Your Resource for all Things Relating to Factor V Leiden

Should I be tested before starting hormone replacement therapy?

The current recommended testing guidelines relating to Factor V Leiden are as follows:


  • those who have venous thrombosis under the age of 50
  • those who have recurrent venous thrombosis
  • those who have a family history of venous thrombosis
  • female smokers who have suffered myocardial infarction under the age of 50
  • venous thrombosis in pregnant women or those taking oral contraceptives
  • some guidelines include women with recurrent pregnancy loss, unexplained severe preeclampsia, placental abruption as well as intrauterine fetal growth restriction

There are a few situations that are not addressed in the above guidelines that could increase your risk. The guidelines assume that you are in contact with direct family members and are aware of any history of venous blood clots they have experienced. Also, the guidelines do not take into account other major risk factors for blood clots such as hospitalization, surgery, trauma, obesity, smoking, and immobility.

Examining the risks….

Factor V Leiden is the most common genetic cause of primary and recurrent venous thromboembolism in women.

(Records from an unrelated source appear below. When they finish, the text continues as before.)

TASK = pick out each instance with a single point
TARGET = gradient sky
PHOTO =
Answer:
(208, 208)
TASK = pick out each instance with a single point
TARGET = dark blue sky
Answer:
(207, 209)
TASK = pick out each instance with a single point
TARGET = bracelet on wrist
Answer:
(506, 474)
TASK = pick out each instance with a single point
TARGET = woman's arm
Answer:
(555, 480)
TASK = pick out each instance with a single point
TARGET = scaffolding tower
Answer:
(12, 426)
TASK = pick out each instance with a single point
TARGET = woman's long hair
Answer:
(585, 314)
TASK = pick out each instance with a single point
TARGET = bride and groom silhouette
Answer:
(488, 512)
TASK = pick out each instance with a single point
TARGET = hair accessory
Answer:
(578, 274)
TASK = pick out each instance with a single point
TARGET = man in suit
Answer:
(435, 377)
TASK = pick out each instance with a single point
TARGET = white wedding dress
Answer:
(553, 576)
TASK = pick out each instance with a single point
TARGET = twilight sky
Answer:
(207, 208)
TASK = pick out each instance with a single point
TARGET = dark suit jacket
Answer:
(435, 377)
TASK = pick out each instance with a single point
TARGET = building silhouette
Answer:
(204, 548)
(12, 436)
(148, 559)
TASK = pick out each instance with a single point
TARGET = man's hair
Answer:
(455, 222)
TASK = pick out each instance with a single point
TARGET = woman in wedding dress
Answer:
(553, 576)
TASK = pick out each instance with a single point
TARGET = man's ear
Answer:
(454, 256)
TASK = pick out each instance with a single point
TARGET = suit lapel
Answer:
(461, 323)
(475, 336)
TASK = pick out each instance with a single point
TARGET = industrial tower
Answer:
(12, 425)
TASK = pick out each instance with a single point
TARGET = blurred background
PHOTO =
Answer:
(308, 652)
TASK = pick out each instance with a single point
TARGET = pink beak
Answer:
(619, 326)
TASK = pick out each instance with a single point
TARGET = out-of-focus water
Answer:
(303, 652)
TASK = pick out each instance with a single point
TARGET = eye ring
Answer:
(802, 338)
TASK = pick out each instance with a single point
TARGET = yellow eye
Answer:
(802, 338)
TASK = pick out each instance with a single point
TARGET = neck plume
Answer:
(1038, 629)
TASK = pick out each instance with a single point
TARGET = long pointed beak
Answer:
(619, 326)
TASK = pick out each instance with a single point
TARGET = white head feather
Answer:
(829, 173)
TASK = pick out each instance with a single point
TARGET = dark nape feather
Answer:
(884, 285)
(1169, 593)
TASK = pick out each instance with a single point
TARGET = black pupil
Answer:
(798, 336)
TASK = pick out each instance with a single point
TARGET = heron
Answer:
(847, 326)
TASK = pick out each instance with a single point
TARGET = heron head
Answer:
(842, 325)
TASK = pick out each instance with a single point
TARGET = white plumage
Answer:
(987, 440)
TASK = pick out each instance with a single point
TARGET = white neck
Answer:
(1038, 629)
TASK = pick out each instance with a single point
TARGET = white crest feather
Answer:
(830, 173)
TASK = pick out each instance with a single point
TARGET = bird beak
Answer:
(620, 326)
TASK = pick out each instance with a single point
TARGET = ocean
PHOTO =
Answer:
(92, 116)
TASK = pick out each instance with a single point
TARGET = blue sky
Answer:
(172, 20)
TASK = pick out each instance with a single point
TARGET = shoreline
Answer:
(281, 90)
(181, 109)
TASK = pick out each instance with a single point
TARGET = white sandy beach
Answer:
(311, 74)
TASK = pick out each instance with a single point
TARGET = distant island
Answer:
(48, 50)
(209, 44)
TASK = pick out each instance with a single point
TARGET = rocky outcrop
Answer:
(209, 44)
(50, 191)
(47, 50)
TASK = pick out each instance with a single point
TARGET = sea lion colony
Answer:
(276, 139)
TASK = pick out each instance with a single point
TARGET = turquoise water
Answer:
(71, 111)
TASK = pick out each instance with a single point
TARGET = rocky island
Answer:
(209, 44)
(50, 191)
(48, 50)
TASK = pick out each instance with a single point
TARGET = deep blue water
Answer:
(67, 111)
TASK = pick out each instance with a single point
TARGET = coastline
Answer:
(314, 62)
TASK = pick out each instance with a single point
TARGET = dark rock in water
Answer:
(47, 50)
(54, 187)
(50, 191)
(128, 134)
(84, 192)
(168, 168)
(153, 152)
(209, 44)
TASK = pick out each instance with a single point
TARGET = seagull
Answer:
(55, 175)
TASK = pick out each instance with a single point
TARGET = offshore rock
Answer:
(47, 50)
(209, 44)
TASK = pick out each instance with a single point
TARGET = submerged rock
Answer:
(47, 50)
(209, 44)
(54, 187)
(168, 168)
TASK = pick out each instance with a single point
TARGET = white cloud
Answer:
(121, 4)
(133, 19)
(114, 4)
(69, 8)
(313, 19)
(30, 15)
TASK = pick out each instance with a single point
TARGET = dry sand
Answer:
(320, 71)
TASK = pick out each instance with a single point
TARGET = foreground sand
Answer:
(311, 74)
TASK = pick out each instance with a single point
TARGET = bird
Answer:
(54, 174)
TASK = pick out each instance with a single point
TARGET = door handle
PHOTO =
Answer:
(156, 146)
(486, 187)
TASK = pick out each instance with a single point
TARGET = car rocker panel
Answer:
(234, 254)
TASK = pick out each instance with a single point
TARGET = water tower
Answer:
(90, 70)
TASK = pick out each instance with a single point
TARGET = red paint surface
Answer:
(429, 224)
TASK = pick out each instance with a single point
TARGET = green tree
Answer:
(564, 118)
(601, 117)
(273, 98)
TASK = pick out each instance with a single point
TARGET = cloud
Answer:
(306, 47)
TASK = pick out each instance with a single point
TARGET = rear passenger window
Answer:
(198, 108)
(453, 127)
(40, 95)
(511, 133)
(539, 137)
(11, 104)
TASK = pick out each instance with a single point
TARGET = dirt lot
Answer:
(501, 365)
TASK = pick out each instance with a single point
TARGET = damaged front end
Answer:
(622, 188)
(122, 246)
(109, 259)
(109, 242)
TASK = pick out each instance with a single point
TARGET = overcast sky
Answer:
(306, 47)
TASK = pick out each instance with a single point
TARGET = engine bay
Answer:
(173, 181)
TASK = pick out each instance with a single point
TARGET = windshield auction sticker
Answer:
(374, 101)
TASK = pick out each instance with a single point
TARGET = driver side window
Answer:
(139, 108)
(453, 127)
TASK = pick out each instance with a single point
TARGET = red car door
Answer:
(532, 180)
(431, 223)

The only way to know if you have Factor V Leiden, or know if you have the heterozygous type or the much more serious homozygous type of Factor V Leiden is to get tested.

The increased risk for blood clots caused by hormone therapy combined with the increased risk for venous blood clots caused by Factor V Leiden should be taken very seriously. 

When entering menopause, experts say women with a history of blood clots should only use estrogen or estrogen and progestin if they are taking anticoagulation or blood thinning medication. For women who are not taking anticoagulants and who have a family history of blood clots or a history of blood clots themselves, hormone therapies increase the risk of potentially life-threatening blood clots.


According to Dr. Andra James, MD, at Duke University, for women who are not taking anticoagulants, but who have had a blood clot or have thrombophilia (like Factor V Leiden), the circumstances that would justify taking postmenopausal hormone therapy are rare or nonexistent.


The good news is that postmenopausal symptoms such as hot flashes, sleeplessness, vaginal dryness and bone loss can be managed without estrogen.


Despite the increased risks, women are not systematically tested for Factor V Leiden before they are prescribed oral contraceptives, before or during pregnancy, or before commencing hormone replacement therapy unless they fall within the guidelines above. The only way to be tested is to request the test from your healthcare professional or utilize one of the direct-to-consumer DNA testing kits now available from companies like 23andMe.


If you are currently on or are considering starting hormone treatment, we strongly recommend that you ask your healthcare professional or genetic counselor if genetic testing for Factor V Leiden should be considered in your situation.


Knowing you have Factor V Leiden could save your life.


The test to see if you have Factor V Leiden is not intrusive and one that your healthcare professional can perform with a simple blood test.


Ultimately, for those who do not fall within the current testing guidelines and testing is not recommended, deciding whether to be tested for Factor V Leiden is a personal decision.

The American Factor V Leiden Association is working hard to promote public awareness, provide education and be a resource for knowledge.

Our current program initiative on testing is aimed at improving testing guidelines by taking a common sense approach and looking at all variables related to the disorder.

We hope to publish an in-depth position statement on Factor V Leiden testing in the coming months.